NASA TechLeap Prize: Robotically Manipulated Payload Challenge
Funds developers of payloads that can be manipulated by a robotic arm in low Earth orbit with cash prizes and a hosted orbital flight test.
The Robotically Manipulated Payload Challenge (RMPC) is the fifth challenge in the NASA TechLeap Prize series, run by NASA's Flight Opportunities program within the Space Technology Mission Directorate (STMD). It is structured as a prize competition, not a grant or cooperative agreement. Congress authorized NASA to use prize authority under the America COMPETES Act to run these challenges.
Up to three winners each receive up to $500,000 in cash prizes, for a maximum total prize pool of $1,500,000. In addition, NASA provides each winner a hosted orbital flight test at no additional cost, allowing their payload to interact with a robotic arm already in low Earth orbit. The payloads will fly aboard a spacecraft that rendezvous with the Fly Foundational Robots (FFR) platform, which is expected to launch in late 2027; TechLeap payloads are slated to launch in early 2028.
The challenge is open to qualified commercial businesses, academic institutions, entrepreneurs, and other innovators — no US-only restriction is stated in the program description.

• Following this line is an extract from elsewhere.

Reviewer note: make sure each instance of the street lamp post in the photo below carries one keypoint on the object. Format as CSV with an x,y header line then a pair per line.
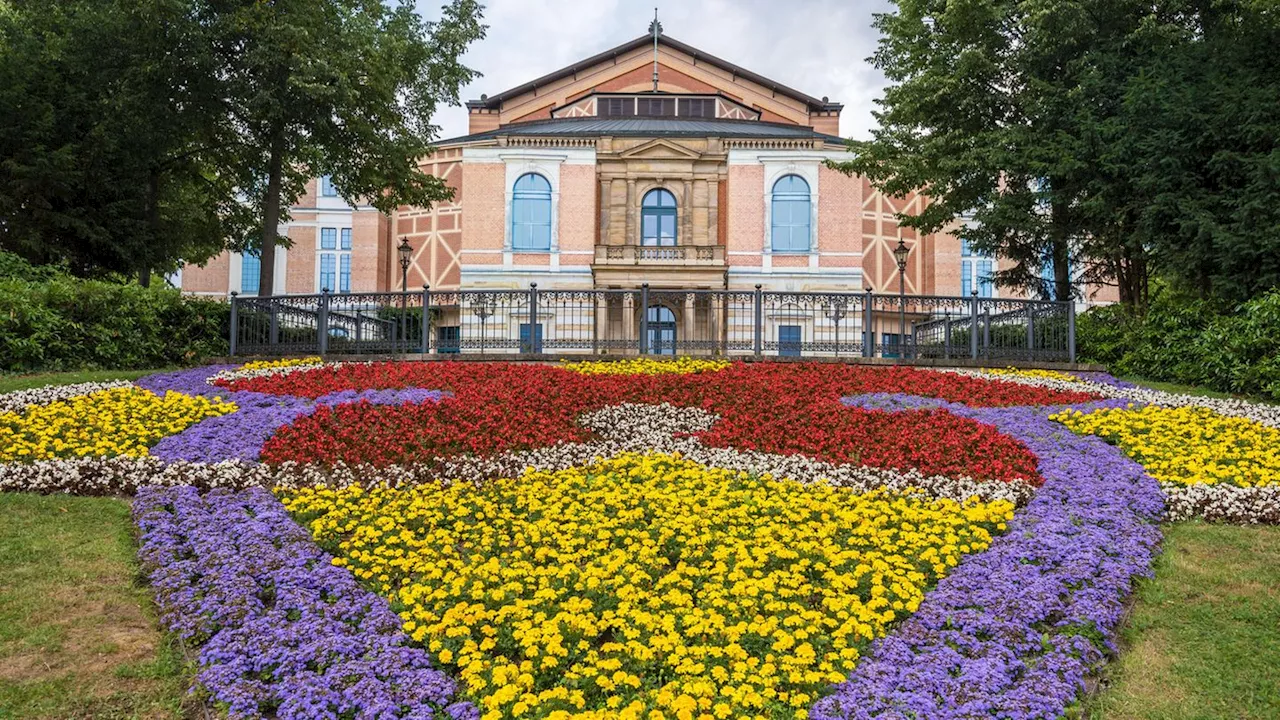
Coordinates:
x,y
900,254
406,255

For-profit companies can apply directly. There is no stated revenue cap, team-size limit, or company-age requirement. Applicants must propose a payload capable of being manipulated by a robotic arm in low Earth orbit and develop it to flight-ready status if selected.
The application is submitted at rmpc.awardsplatform.com. Phase 1 registration closes July 29, 2026; Phase 1 submissions close August 12, 2026. Phase 1 winners are announced in September 2026. The challenge then continues with Phase 2 (December 2026) and Phase 3 (May 2027) milestones before the flight campaign in 2028.
Applicants should note this is a prize competition, not a research grant — deliverables are flight-ready hardware, not a research report. The flight test opportunity is contingent on winning and completing all phases. No cost-share requirement is stated.
In-space servicing, assembly, and manufacturing (ISAM); robotic arm interaction; orbital payload development; low Earth orbit demonstrations.